Kamilov’s research areas are developing new techniques for computational imaging in biomedical and industrial applications. His broader research interests include signal and image processing, convex and nonconvex optimization, statistical inference, and machine learning.
Chuan Wang, assistant professor
- PhD, electrical engineering, University of Southern California
- BS, MS, microelectronics, Peking University, China
Wang joins ESE from Michigan State University, where he has been an assistant professor of electrical and computer engineering since 2013. Previously, he was a postdoctoral scholar at University of California, Berkeley, and a postdoctoral affiliate at the Lawrence Berkeley National Laboratory. He joins the faculty July 2018.
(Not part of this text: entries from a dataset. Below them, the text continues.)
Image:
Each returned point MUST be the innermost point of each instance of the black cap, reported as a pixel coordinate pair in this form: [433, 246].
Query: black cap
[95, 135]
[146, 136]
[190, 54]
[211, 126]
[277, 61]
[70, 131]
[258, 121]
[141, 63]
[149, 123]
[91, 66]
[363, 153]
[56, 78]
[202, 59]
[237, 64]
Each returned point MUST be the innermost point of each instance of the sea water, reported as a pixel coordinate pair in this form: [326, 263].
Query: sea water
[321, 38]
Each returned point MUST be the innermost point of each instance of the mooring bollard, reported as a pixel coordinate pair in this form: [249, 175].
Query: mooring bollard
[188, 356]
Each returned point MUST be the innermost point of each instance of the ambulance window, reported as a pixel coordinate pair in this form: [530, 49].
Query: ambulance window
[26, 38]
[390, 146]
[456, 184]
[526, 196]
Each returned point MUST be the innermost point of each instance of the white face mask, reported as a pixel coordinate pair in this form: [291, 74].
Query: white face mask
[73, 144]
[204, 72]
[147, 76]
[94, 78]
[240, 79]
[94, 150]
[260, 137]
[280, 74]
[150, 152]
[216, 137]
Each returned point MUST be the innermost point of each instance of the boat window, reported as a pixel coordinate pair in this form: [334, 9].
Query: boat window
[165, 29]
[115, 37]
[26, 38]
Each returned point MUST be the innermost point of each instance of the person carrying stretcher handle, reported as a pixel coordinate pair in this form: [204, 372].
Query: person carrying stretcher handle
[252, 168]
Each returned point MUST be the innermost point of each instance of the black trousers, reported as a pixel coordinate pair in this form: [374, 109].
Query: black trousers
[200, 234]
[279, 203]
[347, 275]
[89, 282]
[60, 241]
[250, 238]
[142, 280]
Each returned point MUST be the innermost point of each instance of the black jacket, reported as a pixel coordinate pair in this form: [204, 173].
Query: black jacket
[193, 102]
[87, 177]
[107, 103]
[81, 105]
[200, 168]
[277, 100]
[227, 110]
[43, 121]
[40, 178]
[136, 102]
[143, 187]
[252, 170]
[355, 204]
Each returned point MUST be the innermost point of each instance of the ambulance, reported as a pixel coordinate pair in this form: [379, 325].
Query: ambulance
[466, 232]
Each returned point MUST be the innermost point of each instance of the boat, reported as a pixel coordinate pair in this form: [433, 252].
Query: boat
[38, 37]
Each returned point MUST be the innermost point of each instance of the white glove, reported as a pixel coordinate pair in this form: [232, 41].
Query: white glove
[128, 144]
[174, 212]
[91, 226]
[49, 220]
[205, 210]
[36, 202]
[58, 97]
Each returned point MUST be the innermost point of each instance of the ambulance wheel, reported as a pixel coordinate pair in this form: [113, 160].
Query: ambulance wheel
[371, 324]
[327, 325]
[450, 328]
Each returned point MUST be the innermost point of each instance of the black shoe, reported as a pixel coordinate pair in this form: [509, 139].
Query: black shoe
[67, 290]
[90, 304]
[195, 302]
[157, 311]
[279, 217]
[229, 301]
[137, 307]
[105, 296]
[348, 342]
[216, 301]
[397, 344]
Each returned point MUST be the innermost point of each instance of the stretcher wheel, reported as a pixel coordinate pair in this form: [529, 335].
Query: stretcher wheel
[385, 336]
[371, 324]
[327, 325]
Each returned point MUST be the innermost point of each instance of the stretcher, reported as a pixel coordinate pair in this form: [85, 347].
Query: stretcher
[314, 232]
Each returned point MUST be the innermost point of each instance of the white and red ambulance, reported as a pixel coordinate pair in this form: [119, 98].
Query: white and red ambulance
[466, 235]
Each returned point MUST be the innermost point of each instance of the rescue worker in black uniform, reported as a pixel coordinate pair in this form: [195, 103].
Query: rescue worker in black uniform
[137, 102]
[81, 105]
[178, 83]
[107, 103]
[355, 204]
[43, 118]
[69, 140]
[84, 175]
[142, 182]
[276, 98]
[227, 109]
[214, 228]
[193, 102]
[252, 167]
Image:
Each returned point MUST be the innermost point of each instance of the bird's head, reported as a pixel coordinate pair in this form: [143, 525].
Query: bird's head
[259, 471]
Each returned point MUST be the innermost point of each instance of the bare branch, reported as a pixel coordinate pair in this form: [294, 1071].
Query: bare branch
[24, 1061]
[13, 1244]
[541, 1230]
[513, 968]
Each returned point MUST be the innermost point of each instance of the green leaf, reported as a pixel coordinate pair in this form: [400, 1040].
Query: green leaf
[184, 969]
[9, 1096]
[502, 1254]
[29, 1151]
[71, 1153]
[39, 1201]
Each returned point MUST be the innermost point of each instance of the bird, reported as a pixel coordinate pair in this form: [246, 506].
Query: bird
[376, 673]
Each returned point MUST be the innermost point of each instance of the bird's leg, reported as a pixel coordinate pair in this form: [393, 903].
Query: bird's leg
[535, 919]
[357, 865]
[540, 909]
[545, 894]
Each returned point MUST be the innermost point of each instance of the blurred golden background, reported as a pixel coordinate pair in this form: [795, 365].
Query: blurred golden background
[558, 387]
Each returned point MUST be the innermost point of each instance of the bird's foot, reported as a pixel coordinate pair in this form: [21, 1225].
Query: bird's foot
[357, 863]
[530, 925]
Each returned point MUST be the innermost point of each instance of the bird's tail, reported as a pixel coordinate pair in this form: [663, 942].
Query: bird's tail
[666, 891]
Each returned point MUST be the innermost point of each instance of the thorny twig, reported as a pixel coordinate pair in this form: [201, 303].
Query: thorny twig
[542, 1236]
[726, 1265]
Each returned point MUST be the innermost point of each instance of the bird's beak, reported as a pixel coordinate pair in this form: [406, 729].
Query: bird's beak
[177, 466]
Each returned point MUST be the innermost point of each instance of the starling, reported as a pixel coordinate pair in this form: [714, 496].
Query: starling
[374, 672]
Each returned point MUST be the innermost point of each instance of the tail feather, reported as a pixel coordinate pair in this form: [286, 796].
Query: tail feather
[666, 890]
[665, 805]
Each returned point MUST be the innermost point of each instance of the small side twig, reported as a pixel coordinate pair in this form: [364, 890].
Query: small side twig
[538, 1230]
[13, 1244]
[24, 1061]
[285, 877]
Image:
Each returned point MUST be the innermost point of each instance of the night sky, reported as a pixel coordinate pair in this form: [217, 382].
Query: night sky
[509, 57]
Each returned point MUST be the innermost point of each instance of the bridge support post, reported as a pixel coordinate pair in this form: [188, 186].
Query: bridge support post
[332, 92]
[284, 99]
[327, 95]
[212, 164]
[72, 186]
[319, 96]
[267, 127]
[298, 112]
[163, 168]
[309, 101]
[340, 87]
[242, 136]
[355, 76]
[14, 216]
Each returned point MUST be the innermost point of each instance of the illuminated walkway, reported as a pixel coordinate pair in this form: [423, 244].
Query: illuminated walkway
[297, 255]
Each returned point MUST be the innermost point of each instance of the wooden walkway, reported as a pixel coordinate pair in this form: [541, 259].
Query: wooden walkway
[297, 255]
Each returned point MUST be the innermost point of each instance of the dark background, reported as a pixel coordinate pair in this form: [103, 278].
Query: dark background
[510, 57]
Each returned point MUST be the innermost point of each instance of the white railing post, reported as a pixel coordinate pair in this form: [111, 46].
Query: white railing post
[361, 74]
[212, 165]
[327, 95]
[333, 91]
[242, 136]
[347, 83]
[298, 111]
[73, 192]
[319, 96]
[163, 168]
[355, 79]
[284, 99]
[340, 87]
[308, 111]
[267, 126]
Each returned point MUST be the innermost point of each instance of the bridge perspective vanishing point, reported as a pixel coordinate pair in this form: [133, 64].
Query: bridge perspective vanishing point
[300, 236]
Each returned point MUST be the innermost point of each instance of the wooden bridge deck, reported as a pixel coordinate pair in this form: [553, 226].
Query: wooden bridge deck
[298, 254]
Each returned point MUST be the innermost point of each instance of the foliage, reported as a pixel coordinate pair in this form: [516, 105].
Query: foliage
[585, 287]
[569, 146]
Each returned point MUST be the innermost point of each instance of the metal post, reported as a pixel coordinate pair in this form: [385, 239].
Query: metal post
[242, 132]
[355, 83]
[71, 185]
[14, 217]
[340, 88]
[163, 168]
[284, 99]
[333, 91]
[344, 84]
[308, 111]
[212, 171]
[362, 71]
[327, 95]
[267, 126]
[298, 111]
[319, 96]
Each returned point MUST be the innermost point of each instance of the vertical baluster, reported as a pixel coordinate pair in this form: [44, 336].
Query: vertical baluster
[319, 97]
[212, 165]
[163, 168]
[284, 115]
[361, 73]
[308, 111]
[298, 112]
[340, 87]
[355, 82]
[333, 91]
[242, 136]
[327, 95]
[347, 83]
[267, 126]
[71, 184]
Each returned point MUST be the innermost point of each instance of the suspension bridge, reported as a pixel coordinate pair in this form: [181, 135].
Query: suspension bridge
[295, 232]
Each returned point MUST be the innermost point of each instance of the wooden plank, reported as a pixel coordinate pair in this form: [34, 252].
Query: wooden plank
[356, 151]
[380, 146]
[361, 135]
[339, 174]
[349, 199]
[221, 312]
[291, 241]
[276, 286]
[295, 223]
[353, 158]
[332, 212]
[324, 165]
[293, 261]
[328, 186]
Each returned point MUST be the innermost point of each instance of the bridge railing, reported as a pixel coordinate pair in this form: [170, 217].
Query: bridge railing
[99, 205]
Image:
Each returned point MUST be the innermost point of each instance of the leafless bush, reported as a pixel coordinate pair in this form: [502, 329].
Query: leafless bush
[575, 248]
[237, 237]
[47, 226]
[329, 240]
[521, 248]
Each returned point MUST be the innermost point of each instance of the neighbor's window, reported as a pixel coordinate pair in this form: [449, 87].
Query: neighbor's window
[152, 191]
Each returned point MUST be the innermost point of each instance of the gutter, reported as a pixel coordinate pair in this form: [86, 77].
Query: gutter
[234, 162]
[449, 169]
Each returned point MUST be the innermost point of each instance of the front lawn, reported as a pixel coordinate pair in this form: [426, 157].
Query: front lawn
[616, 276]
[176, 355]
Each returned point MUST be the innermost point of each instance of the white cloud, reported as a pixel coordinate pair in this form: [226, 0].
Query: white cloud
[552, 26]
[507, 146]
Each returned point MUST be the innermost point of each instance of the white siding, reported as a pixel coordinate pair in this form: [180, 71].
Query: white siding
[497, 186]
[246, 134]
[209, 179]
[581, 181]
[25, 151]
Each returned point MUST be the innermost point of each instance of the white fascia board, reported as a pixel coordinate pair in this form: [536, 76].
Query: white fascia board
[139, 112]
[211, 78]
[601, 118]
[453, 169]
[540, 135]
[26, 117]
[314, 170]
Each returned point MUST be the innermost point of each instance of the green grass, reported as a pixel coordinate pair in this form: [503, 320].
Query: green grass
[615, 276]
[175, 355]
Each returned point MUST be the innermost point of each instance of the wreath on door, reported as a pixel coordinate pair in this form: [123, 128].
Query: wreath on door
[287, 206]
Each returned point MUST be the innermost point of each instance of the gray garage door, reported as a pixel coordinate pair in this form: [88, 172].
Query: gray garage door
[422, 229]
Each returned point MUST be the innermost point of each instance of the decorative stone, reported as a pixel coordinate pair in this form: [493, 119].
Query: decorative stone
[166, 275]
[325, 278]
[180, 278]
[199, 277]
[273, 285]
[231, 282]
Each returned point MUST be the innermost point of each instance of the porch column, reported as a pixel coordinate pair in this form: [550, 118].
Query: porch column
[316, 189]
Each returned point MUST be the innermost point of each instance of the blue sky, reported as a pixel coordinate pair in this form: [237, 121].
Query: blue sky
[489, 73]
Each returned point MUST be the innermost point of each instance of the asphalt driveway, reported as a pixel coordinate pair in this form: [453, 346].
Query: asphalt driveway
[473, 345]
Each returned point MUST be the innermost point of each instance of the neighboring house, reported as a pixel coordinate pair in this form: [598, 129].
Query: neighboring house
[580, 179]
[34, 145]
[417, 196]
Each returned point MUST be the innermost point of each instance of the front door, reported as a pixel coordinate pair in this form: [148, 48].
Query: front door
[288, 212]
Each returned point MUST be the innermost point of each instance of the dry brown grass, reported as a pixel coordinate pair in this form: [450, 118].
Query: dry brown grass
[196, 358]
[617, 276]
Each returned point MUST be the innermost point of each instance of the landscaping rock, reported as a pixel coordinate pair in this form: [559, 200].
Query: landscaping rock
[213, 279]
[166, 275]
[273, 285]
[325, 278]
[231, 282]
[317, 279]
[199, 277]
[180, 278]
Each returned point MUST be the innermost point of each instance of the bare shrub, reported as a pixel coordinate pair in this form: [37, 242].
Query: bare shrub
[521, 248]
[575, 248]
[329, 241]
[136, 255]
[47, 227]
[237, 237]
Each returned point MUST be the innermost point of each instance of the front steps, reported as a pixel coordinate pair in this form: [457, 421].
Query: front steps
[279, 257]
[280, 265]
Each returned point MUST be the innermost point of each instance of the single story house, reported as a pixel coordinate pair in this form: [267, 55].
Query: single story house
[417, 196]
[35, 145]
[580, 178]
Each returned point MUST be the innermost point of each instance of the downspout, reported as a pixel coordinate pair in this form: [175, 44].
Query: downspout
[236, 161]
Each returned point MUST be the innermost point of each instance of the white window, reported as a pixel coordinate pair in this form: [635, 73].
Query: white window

Wang’s research interests include flexible and stretchable electronics for display, sensing and energy harvesting applications, as well as low-cost and scalable inkjet printing processes for microfabrication of flexible electronics. In addition, a second main research direction in his group is high-performance nanoelectronics and optoelectronics using two-dimensional semiconductors.
Shen Zeng, assistant professor
- PhD, engineering
- MSc, engineering cybernetics
- BSc, mathematics & BSc, mechatronics, University of Stuttgart
Zeng joins ESE from the University of Stuttgart, Germany, where he is a postdoctoral researcher and lecturer in the Institute for Systems Theory and Automatic Control. During his time there, he has been heavily involved in both undergraduate and graduate teaching in the broad area of systems and control theory. He joins Aug. 1.
Zeng's research focuses on systems theoretic methods for the study of complex and large-scale dynamical systems. While in the past, systems theoretic insights have proved to be key in better understanding the crucial dynamical nature in related problems on a smaller scale, the recent flood of data in both science and engineering offers novel ways to also get control over the class of complex and large-scale dynamical systems. Zeng in particular seeks to develop computational methods that will efficiently utilize the abundance of available data for both systems analysis and controller synthesis.